Medforce Blog

BPM Lessons Learned The Hard Way - So You Don't Have To

January 16, 2017

Category: General

Business Process Management is an intricate, multi-faceted discipline that requires foresight and strategy. The only way you become better at BPM is through commitment and focus, which happens over time. Just as your employees have to commit to using the technology to guide their daily work, management has to commit to continual improvement, which means sometimes responding when the best-laid plans don't deliver the results you expect.

What if you could cut out the beginning part where your healthcare organization has to closely focus and define (then refine and redefine) to find the perfected flow and instead skip straight to the time at which insights are revealed and lessons are learned? We’ve drawn on decades of experience working with companies looking to improve their business processes to deliver some wizened advice on better BPM.

Start small

Companies trying to reinvent everything at once are overextended and not able to handle problems that arise or build improvements into their approach. Instead, start with one important process build out from there – these processes will be related to your core foundation, and interplay will be better. It’s like Scrabble: Instead of trying to get all of your points in a single word from the outset, you lay a basis that allows you to score with some of the trickier combinations.

But when you do start, go all in

According to Medforce Technologies CEO Esther Apter, organizations struggle when they take a new process live but fail to fully commit. If you choose to implement BPM software with a notes section, for example, you can’t keep storing your notes separately in an email draft or a Google Doc, because you’re not centralizing data (which was the goal in the first place). “When you commit to a new process, you can’t bypass the system,” Apter says. “If your information is incomplete, there is no way to fully track processes, so you can’t uncover areas for improvement.”

Secure employee buy-in

For employees, changing process that are used every day can be scary. If they don’t understand the value of the change or why it is necessary, healthcare organizations may face resistance, which can (and will) hamper the success of the new BPM system. Medforce’s CTO, Nathan Apter, says that there are two main reasons employees may feel vulnerable when changing systems: Either because they’re comfortable and change-averse, or because they’ve been coasting, and know that technology would reveal their lack of productivity.

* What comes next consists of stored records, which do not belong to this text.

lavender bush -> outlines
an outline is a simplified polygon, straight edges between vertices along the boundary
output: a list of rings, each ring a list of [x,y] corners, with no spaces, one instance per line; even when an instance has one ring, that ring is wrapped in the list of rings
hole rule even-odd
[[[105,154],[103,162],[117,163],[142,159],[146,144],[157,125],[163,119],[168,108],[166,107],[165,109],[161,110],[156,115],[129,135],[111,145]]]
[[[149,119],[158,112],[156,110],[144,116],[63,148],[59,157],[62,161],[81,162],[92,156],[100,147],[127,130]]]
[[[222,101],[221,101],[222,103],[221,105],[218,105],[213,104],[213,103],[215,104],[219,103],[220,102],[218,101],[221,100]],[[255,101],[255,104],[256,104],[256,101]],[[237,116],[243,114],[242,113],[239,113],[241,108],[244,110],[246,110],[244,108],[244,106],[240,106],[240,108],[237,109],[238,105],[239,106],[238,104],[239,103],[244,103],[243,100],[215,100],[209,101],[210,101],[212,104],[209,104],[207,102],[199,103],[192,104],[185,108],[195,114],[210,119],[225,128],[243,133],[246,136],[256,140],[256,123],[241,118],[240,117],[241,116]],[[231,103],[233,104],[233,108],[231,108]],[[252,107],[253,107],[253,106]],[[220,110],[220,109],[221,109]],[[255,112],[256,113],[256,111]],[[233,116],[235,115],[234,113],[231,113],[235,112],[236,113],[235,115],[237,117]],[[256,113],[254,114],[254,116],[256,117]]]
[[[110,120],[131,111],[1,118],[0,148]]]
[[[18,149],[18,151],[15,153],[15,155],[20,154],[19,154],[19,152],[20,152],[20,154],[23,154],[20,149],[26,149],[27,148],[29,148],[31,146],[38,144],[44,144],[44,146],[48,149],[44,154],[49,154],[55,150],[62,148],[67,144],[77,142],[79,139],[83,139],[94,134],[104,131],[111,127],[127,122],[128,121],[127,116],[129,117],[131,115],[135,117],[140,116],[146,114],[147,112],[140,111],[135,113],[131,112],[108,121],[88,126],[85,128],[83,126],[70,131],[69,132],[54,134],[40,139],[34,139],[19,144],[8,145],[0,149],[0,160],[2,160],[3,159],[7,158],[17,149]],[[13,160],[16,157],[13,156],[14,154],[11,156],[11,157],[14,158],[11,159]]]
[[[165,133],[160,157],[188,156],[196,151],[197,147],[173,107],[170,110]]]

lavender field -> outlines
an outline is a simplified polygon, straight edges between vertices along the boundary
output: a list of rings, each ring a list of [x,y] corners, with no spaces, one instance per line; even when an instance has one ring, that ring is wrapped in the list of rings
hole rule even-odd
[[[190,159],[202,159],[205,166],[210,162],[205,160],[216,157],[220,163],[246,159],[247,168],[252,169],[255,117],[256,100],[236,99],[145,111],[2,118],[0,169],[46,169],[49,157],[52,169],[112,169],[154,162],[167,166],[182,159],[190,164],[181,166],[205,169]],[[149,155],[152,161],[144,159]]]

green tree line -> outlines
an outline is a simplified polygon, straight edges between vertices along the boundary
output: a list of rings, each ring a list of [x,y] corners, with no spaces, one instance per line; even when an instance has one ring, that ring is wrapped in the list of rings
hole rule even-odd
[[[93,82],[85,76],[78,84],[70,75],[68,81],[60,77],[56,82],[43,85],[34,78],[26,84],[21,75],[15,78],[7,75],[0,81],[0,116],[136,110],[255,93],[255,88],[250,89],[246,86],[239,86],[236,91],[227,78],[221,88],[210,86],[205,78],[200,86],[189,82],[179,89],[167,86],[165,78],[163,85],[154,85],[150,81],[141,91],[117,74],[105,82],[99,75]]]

Don’t slack on documentation

It’s important to ensure that the software team, the admins on the customer side, and the users are on the same page. The best way to set expectations for alignment, according to a Medicare Part D Operations Manager at a Fortune 20 company (and current Medforce customer), is to document up-front, before questions arise or confusion sets in. “The translation from sales to implementation needs to be detailed so it is not up to interpretation,” the Operations Manager says.

Productivity Hacks to Streamline Your Administrative Processes

Set requirements

If you’re considering a new BPM system, you must go in with developed ideas about the problems you’re looking to solve and ways in which you need to increase productivity. The Fortune 20 operations manager says that a developed vision of success may be best to implement in tiered stages that’ll serve as guideposts along the way.

Schedule feedback

Don’t just check in on calendar milestones – get regularly scheduled check-ins on progress on your KPIs, as well as the performance and usage of the BPM system or software itself. We recommend a standing weekly meeting, which will proactively bring challenges to the surface as they arise. Some weeks you’ll end up with nothing to report, but it’s always better to check in regularly than to be overwhelmed with big issues. If you do need to change something, it’s easier to make incremental changes than full revamps after a problem has festered.

Track data before refining

The case for revising your BPM processes is more effective when it’s made through data and analytics than when it’s a gut feeling or a judgment call. After choosing a BPM, says Nathan Apter, you should analyze data to understand where changes could have the biggest impact. “Of course you’ll see some small tweaks that can be made, but typically it’s easiest to repeat the current process electronically and then change the flows or activities to be more productive.”